A mean person sent me this on purpose to irritate me and ruin my comfortable scroll through what I should be wearing this fall (white blouses, patterned trousers, ankle boots, in case you were wondering). It’s a picture of a piece of paper and you have to click on it and try to read it as best you can. At the top it says “The Way,” and then under that “A Litany of Confession and Witness: Believing Women.”

It begins with Eve and basically goes through Hannah, Tamar, Mary and on to Anita Hill and Dr. Blasey Ford—the litanist saying what the woman said, and the congregation responding with who it was that believed her. Truly, do click on the link and read through it so that I don’t have to go line by line.

So anyway, I’ve been trying to put my finger on what’s wrong with this particular moment, and I think I’ve discovered it. You are free to disagree with me because this is only a cobbled together hypothesis, but I’m sure I must be on to something. The current political moment is a—as in not—moral. Not immoral necessarily, and certainly not moral, but amoral—not defined by morality one way or the other. And therefore, it is very hard to think theologically, though that is what we all need to try to do.

To say it another way, what is going on in the political sphere is not Christian—and I mean that descriptively, not judgmentally. The #metoo movement rose up and took off in the secular world. One day we all woke up and women were able to say that powerful men had done unspeakable things to them, and for the first time in, well, biblical ages, those men lost their jobs. It was extraordinary. And continues on being unparalleled in human history. This movement, as it should be, is now even in the church. Powerful well-known pastors who many thought unimpeachable turned out to be mortal, sinful, bad, and then without jobs. And certainly this has been morally good. When you have hurt and violated someone, for justice to be done in a human context, that is a moral good.

But the movement itself is secular, and as it rolls along day by day, it continues to be a secular, and now political movement that isn’t necessarily bound by the confines of moral thinking. It can’t be because Americans haven’t been thinking and acting morally for quite some time now. When Brett Kavanaugh was drinking and footballing his way through the 80s and Dr. Ford was a young person hanging about at various parties, not a soul was thinking about the morality of it all. Watch any movie from the 80s, as I have been doing for the last decade trying to catch up, and you don’t toddle off to bed musing deeply on goodness, truth, beauty, justice, and certainly not God. You have just watched two hours of carousing and sex with weird grainy camera angles. To try to read any moral sense backwards to that period feels vaguely anachronistic, like being shocked about sexism in the Middle Ages. Really? For more than half a century, Americans believed with their whole hearts, souls, and minds that sex was free and consequence-less, especially if you could get rid of the baby.

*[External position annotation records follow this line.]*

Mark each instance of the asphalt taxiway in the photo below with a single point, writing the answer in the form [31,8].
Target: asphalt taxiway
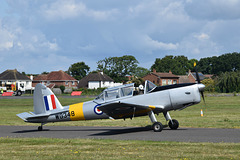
[125,133]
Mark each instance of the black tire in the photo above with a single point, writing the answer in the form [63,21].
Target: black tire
[157,127]
[19,93]
[40,128]
[173,124]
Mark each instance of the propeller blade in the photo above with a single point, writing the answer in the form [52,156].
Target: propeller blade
[203,97]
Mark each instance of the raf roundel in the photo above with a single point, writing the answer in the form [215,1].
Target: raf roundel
[97,111]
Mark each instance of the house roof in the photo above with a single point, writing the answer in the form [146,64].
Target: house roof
[13,75]
[55,76]
[201,76]
[93,77]
[165,75]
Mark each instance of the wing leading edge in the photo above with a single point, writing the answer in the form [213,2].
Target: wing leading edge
[119,110]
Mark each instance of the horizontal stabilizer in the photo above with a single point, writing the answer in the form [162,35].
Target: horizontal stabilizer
[31,116]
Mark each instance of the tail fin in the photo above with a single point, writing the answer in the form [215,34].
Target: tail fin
[44,100]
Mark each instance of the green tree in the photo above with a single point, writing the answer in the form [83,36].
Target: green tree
[118,67]
[78,70]
[229,82]
[177,64]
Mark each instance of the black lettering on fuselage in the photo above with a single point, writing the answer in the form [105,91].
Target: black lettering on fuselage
[62,115]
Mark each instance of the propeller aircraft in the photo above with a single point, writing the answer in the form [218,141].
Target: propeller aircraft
[117,103]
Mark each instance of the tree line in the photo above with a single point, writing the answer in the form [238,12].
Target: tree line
[225,69]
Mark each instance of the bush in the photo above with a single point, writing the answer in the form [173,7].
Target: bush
[62,88]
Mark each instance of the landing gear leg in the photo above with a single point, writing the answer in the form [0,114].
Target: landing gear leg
[157,126]
[41,127]
[173,123]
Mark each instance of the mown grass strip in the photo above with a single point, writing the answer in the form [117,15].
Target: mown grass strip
[45,148]
[220,112]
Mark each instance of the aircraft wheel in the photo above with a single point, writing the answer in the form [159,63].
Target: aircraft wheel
[40,128]
[19,93]
[157,127]
[173,124]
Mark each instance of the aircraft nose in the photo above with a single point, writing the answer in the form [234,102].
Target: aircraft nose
[201,87]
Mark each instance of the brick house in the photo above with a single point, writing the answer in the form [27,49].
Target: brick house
[191,77]
[162,79]
[56,78]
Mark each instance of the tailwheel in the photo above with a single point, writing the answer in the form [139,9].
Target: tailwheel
[157,127]
[40,128]
[173,124]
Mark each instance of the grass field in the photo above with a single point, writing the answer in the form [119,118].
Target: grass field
[220,112]
[45,148]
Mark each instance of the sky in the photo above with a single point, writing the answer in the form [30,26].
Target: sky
[50,35]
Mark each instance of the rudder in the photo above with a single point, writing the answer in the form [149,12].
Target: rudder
[44,100]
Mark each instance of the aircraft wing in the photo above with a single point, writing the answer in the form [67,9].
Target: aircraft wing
[118,110]
[26,116]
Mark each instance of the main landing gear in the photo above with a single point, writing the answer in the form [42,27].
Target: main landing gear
[40,128]
[158,127]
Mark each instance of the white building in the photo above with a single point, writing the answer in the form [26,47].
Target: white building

So anyway, the trouble is, the twitter-verse is now all chattering along as if morality is suddenly a thing. And I think that’s where we Christians fall prey to confusion. The person who is praying The Way litany about believing women doesn’t really want to know the full picture of what God thinks about human sexuality. The people organizing our politics do not give a fig about what is truly just and right. The NYT does not really care about the weak and the oppressed. But all those people are using the language of right and wrong, as if they woke up yesterday and grew a moral soul, and we all believe them. Color me bemused. No they didn’t.

This being so, Christians have a perfect opportunity to rush out into this dystopic ruined sexual landscape to tell people the gospel in clear and simple language.

That gospel doesn’t include God “believing” us. We are basically wrong, having all—man and woman—offended him. We all have to be saved by believing him, rather than ourselves. That said, he is on the side of the weak, the downcast, the oppressed, the one has has been left by the side of the road as for dead. He, in his great mercy, comes and picks that one up (which is you when you are dead in sin) and pays for you to be made well out of his own self. And so of course we Christians should be looking for that one, lifting that one up, helping, listening, casting abroad the very same mercy that is the foundation of our very lives.

And I do think we should try being clear in our own moral and theological thinking. Sex is for marriage between one man and one woman, and even then it should not be coercive and abusive. It is the free gift of one human person to another human person, within the boundaries that God gave out of his goodness. Our trouble as humans is that we fundamentally don’t believe God—that he is good, holy, just, and merciful, not capricious and bad. Moreover, he, not a political process, not a politician, is our hope and our Savior. If you have to believe anyone, believe him.